Gasless Transactions: How DeFi Is Eliminating Gas Fees
Gas fees have been the biggest barrier to DeFi adoption. Gasless transaction technology is removing this barrier. Here is how it works.
Gas fees — the cost of executing transactions on blockchain networks — have been one of DeFi's biggest barriers to adoption. A $50 gas fee on a $100 swap makes DeFi uneconomic for small amounts.
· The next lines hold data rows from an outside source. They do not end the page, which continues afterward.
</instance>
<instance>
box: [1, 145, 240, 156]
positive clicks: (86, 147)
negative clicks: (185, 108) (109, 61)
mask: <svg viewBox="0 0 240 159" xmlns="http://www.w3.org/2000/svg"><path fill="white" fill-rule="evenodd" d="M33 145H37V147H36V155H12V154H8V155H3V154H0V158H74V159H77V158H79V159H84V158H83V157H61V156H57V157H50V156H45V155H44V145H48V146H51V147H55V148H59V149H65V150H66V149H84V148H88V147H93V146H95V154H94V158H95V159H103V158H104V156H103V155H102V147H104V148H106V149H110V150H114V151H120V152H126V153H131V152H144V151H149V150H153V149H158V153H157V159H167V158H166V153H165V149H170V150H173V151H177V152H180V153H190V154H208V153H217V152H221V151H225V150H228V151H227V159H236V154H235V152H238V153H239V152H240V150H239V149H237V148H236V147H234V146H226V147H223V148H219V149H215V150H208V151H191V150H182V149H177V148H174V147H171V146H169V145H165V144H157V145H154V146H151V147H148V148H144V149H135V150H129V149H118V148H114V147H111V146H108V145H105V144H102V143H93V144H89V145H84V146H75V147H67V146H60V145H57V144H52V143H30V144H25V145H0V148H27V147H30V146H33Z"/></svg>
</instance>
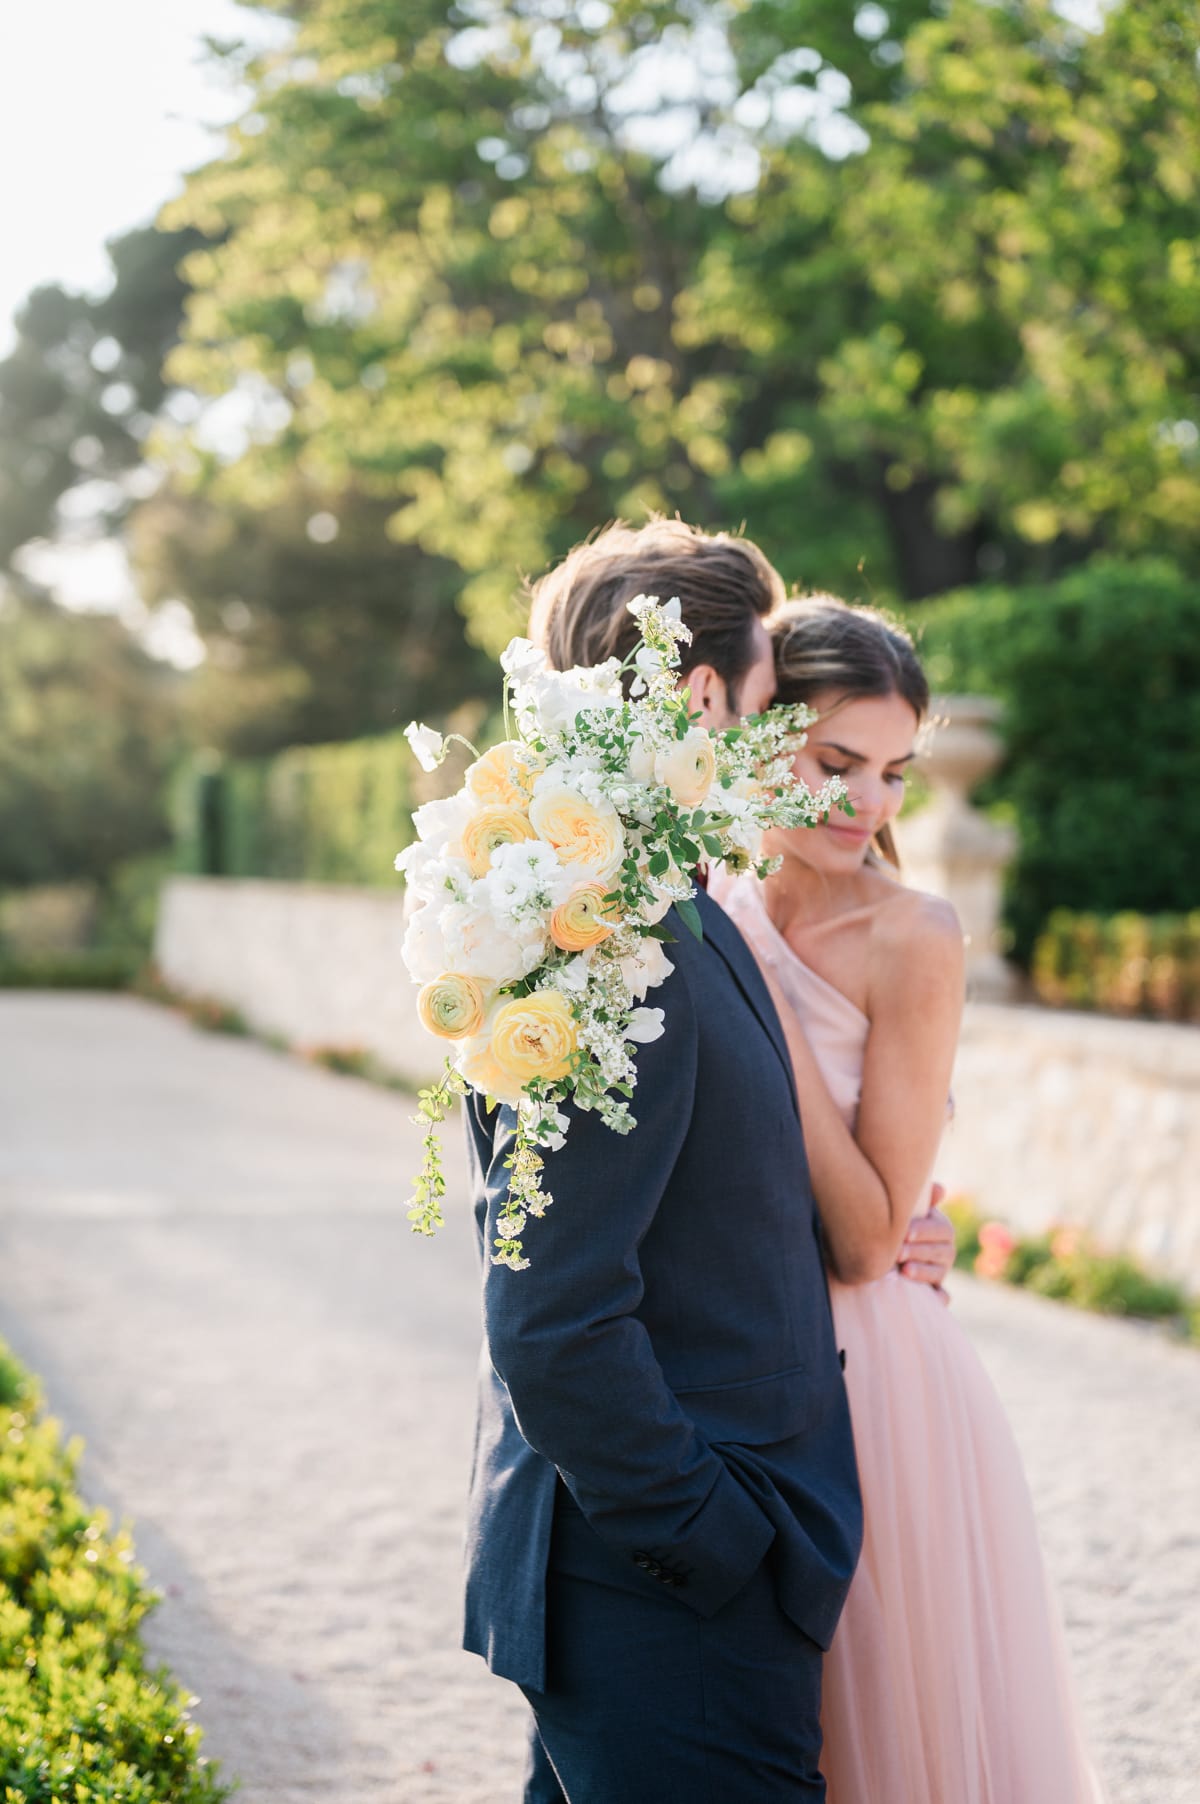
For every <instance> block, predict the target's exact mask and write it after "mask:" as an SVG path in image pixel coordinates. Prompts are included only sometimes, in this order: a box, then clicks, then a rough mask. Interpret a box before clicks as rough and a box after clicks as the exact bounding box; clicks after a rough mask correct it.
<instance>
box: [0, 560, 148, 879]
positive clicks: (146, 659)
mask: <svg viewBox="0 0 1200 1804" xmlns="http://www.w3.org/2000/svg"><path fill="white" fill-rule="evenodd" d="M179 682H180V678H179V675H177V673H173V671H170V669H166V667H164V666H162V664H157V662H155V660H153V658H148V657H146V653H144V651H141V649H139V646H137V644H135V642H134V639H132V637H130V633H128V631H126V630H125V628H123V626H121V622H119V621H114V619H112V617H105V615H69V613H67V612H65V610H63V608H56V606H54V603H51V601H47V599H45V597H43V595H36V594H32V592H25V594H18V592H16V590H13V588H9V590H7V592H5V594H4V597H2V599H0V888H2V886H9V884H11V886H20V884H38V882H60V880H65V879H79V877H103V875H105V873H106V871H108V870H110V868H112V866H114V864H117V862H121V859H128V857H134V855H135V853H141V851H152V850H155V848H157V846H162V844H166V841H168V823H166V808H164V783H166V776H168V770H170V769H171V761H173V758H175V756H177V754H179V741H177V732H175V725H173V704H175V696H177V689H179Z"/></svg>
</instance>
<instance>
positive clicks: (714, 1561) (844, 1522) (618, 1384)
mask: <svg viewBox="0 0 1200 1804" xmlns="http://www.w3.org/2000/svg"><path fill="white" fill-rule="evenodd" d="M639 594H650V595H659V597H660V599H662V601H666V599H669V597H673V595H678V597H680V603H682V617H684V622H686V624H688V626H691V630H693V642H691V646H689V648H686V657H688V658H689V660H691V667H689V671H688V675H686V678H684V680H686V682H688V686H689V689H691V700H693V707H695V709H697V711H698V713H700V714H702V720H704V723H706V725H713V727H722V725H731V723H733V722H736V720H738V718H740V716H742V714H751V713H756V711H758V709H762V707H765V705H767V704H769V702H771V696H772V693H774V671H772V664H771V642H769V639H767V633H765V628H763V615H765V613H767V612H769V610H771V606H772V604H774V603H776V601H780V599H781V597H783V584H781V581H780V577H778V574H776V572H774V570H772V566H771V565H769V563H767V559H765V557H762V554H760V552H758V550H756V547H752V545H751V543H749V541H745V539H736V538H729V536H724V534H718V536H706V534H700V532H693V530H691V529H689V527H684V525H682V523H680V521H651V523H650V525H648V527H642V529H641V530H637V532H633V530H630V529H624V527H612V529H608V532H605V534H601V538H597V539H594V541H590V543H588V545H581V547H577V548H576V552H572V554H570V557H568V559H565V563H563V565H559V566H558V568H556V570H552V572H550V574H549V575H547V577H543V579H541V583H540V584H538V588H536V590H534V624H532V631H534V635H536V637H538V639H540V642H541V644H543V646H545V648H547V651H549V655H550V662H552V664H556V666H559V667H565V666H570V664H595V662H601V660H603V658H606V657H610V655H612V653H619V655H624V653H626V651H628V649H630V646H632V642H633V637H635V626H633V621H632V619H630V615H628V612H626V603H628V601H630V599H633V597H635V595H639ZM697 906H698V911H700V920H702V924H704V938H702V940H695V938H693V936H691V934H689V933H688V929H686V927H684V925H682V924H678V922H677V920H675V916H668V922H669V924H671V925H673V927H675V942H673V943H671V945H669V947H668V953H669V958H671V963H673V967H675V969H673V972H671V976H669V978H668V980H666V983H662V985H660V987H659V989H657V990H655V994H653V998H651V999H653V1003H655V1007H660V1008H662V1010H664V1019H666V1032H664V1034H662V1037H660V1039H659V1041H655V1043H651V1045H648V1046H641V1048H639V1055H637V1073H639V1075H637V1091H635V1097H633V1113H635V1117H637V1128H635V1131H633V1133H630V1135H626V1137H621V1135H615V1133H612V1131H610V1129H606V1128H605V1126H603V1124H601V1122H599V1118H597V1117H595V1115H594V1113H583V1115H577V1117H576V1118H574V1120H572V1128H570V1135H568V1137H567V1144H565V1147H563V1149H561V1151H559V1153H549V1155H547V1173H545V1182H547V1189H549V1191H550V1194H552V1196H554V1198H556V1201H554V1205H552V1207H550V1209H549V1212H547V1214H545V1218H543V1220H541V1221H538V1223H532V1225H531V1234H529V1252H531V1256H532V1259H534V1265H532V1268H531V1270H529V1272H522V1274H514V1272H511V1270H507V1268H505V1266H493V1265H491V1263H489V1257H487V1256H489V1252H491V1247H493V1241H494V1230H496V1212H498V1209H500V1205H502V1200H503V1194H505V1169H503V1162H505V1156H507V1153H509V1147H511V1138H512V1113H511V1111H509V1109H500V1111H496V1113H491V1115H489V1113H487V1111H485V1108H484V1100H482V1097H476V1095H473V1097H471V1099H469V1100H467V1126H469V1149H471V1160H473V1176H475V1185H476V1221H478V1234H480V1245H482V1248H484V1317H485V1346H484V1360H482V1367H480V1405H478V1423H476V1449H475V1468H473V1479H471V1505H469V1532H467V1606H466V1645H467V1647H469V1649H473V1651H475V1652H480V1654H484V1656H485V1658H487V1661H489V1665H491V1667H493V1671H496V1672H500V1674H503V1676H505V1678H511V1680H514V1681H516V1683H518V1685H520V1687H522V1690H523V1692H525V1696H527V1699H529V1703H531V1705H532V1714H534V1728H532V1734H531V1759H529V1775H527V1788H525V1804H563V1800H568V1804H774V1800H783V1799H789V1800H817V1799H823V1797H825V1782H823V1779H821V1772H819V1757H821V1730H819V1705H821V1651H823V1649H825V1647H828V1643H830V1638H832V1634H834V1627H835V1624H837V1616H839V1611H841V1606H843V1600H845V1595H846V1588H848V1584H850V1577H852V1573H854V1566H855V1559H857V1551H859V1541H861V1530H863V1521H861V1501H859V1488H857V1472H855V1459H854V1441H852V1432H850V1416H848V1409H846V1394H845V1384H843V1376H841V1366H839V1353H837V1348H835V1344H834V1328H832V1317H830V1308H828V1293H826V1286H825V1272H823V1266H821V1245H819V1223H817V1214H816V1209H814V1201H812V1191H810V1183H808V1167H807V1160H805V1142H803V1133H801V1126H799V1108H798V1099H796V1088H794V1079H792V1066H790V1061H789V1054H787V1045H785V1039H783V1030H781V1026H780V1021H778V1016H776V1012H774V1007H772V1003H771V998H769V994H767V989H765V985H763V981H762V976H760V972H758V967H756V963H754V960H752V956H751V953H749V949H747V945H745V943H743V940H742V936H740V934H738V931H736V927H734V925H733V922H731V920H729V918H727V916H725V915H724V913H722V909H720V907H718V906H716V904H715V902H711V900H709V898H707V895H704V893H698V895H697ZM801 1100H803V1099H801ZM926 1232H929V1230H926ZM933 1236H935V1243H933V1245H931V1247H929V1248H920V1247H918V1248H913V1250H911V1254H913V1257H917V1259H918V1261H922V1265H920V1268H918V1270H915V1272H913V1275H922V1277H929V1279H937V1277H938V1275H940V1270H942V1266H944V1263H946V1252H944V1245H938V1243H937V1236H938V1230H937V1227H935V1229H933ZM924 1261H928V1265H926V1263H924Z"/></svg>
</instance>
Account abstraction and meta-transaction technology are eliminating this barrier by allowing transactions to be paid for in ways other than holding the network's native gas token.
How Gasless Transactions Work
- ERC-4337 (Account Abstraction): smart contract wallets can pay gas in any token, or have gas sponsored
- Meta-transactions: a relayer pays gas on your behalf, you sign permission for them to reclaim fee in the token you are swapping
- Paymaster contracts: protocols or applications pay gas costs on behalf of users (subsidised UX)
- Layer 2s: already dramatically reduce gas costs — $0.01-0.10 per transaction on Arbitrum, Base, Optimism
- Native network tokens: on some chains (Solana), gas is denominated in SOL but costs are negligible (<$0.001)
Account Abstraction Benefits
- Pay gas in USDC instead of ETH — no need to hold ETH just for gas
- Batched transactions: approve + swap in one transaction instead of two
- Social recovery: lose your device, recover via designated guardians rather than seed phrase
- Programmable spending limits, automatic payments, and session keys for gaming
- Multi-factor authentication: require multiple approvals for large transactions
Steyble and Gasless UX
Steyble abstracts gas management for users: on Layer 2 networks where gas costs are negligible, transactions execute without gas prompts. On Ethereum mainnet, gas is clearly shown but Steyble batches approvals where possible to minimise the number of transactions. As account abstraction matures through 2026, the friction of gas management will disappear entirely for most users — making DeFi UX indistinguishable from traditional app experiences.